Perguntas frequentes

Como funciona a redistribuição de receita entre as regiões do Brasil?

A União redistribui parte da arrecadação de IR e IPI através do FPE (Fundo de Participação dos Estados) e do FPM (Fundo de Participação dos Municípios). Os coeficientes de rateio favorecem estados com menor renda per capita, então Norte e Nordeste recebem proporcionalmente mais do que arrecadam em tributos federais. É um mecanismo constitucional de redução de desigualdades regionais.

Por que estados com economia menor conseguem manter máquinas públicas maiores?

Porque transferências constitucionais (FPE, FPM) entram como receita corrente e podem financiar folha de pagamento. Em estados com pouca atividade econômica local, boa parte da receita depende dessas transferências federais, não da arrecadação própria. Isso cria um paradoxo estrutural: quanto menor a economia, maior a dependência de repasses.

A reforma tributária vai mudar o equilíbrio entre regiões?

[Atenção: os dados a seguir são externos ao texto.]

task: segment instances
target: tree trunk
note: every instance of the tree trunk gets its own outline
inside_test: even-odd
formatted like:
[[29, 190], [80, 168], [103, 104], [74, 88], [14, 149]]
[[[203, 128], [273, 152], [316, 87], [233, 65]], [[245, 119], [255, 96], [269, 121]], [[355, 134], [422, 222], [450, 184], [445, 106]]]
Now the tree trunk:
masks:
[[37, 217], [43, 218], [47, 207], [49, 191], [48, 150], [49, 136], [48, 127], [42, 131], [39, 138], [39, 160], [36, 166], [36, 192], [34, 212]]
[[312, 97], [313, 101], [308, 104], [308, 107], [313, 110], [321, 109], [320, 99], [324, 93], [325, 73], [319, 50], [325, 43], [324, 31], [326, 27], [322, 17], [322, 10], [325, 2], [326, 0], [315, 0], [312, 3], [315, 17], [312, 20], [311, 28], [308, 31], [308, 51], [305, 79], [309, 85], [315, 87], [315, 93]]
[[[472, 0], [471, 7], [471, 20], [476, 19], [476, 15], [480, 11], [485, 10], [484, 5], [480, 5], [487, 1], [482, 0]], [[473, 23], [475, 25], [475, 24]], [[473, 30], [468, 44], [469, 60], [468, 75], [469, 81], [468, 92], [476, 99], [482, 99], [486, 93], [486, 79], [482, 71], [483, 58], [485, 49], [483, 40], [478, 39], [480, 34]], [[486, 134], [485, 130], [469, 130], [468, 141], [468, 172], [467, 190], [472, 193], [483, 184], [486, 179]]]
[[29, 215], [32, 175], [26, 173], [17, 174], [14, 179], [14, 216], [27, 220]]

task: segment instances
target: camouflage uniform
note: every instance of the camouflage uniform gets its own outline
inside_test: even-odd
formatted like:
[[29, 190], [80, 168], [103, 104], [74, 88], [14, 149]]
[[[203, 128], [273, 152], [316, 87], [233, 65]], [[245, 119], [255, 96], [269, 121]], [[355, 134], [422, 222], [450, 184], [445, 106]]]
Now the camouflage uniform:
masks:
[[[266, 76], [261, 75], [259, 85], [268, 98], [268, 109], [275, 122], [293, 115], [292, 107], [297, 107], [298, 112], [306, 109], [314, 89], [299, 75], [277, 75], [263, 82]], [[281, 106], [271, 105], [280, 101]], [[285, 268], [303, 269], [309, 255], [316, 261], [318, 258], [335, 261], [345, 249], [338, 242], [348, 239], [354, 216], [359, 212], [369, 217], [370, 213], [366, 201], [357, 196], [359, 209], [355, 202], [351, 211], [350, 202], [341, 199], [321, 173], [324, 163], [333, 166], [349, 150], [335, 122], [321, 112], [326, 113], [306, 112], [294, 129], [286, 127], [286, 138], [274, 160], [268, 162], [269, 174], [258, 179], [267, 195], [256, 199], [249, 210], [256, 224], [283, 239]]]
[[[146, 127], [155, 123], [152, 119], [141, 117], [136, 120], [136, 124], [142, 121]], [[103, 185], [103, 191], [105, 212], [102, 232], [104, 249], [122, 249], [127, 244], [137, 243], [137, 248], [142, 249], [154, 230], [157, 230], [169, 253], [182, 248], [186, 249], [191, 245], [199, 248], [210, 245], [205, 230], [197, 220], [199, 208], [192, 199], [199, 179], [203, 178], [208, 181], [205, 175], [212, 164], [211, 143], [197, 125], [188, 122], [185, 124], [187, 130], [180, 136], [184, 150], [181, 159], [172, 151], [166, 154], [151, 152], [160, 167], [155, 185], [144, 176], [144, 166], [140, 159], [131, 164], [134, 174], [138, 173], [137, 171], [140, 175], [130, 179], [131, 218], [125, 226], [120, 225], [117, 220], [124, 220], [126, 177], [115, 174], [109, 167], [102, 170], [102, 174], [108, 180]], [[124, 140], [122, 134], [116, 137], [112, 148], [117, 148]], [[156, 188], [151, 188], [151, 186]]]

A EC 132/2023 muda o princípio de cobrança do ICMS/ISS de "origem" para "destino": o imposto passa a ser devido onde o produto é CONSUMIDO, não onde é PRODUZIDO. Como Sudeste e Sul são grandes produtores industriais e o Nordeste é grande consumidor, analistas apontam a mudança como potencialmente favorável ao reequilíbrio regional. O efeito real dependerá da regulamentação e do período de transição até 2033.

A Zona Franca de Manaus ainda faz sentido nos dias atuais?

É uma das políticas regionais mais antigas e debatidas do Brasil. Criada em 1967, garante isenção parcial de tributos federais para atrair indústria ao Amazonas. Críticos apontam o custo anual de bilhões em tributos não arrecadados; defensores lembram que mantém uma base industrial numa região onde a alternativa seria praticamente nenhuma atividade fabril. A reforma tributária (EC 132/2023) preservou os benefícios até 2073.

Por que o Distrito Federal não é um estado normal em termos tributários?

O PIB do DF é composto majoritariamente por serviços da administração pública federal. Salários de servidores do Judiciário, Legislativo, Executivo e autarquias são pagos com receita arrecadada em todo o país, mas contam como PIB local. Isso produz um per capita elevado que não reflete produção econômica local no sentido tradicional, e explica por que o DF arrecada IRRF alto sem ter base industrial significativa.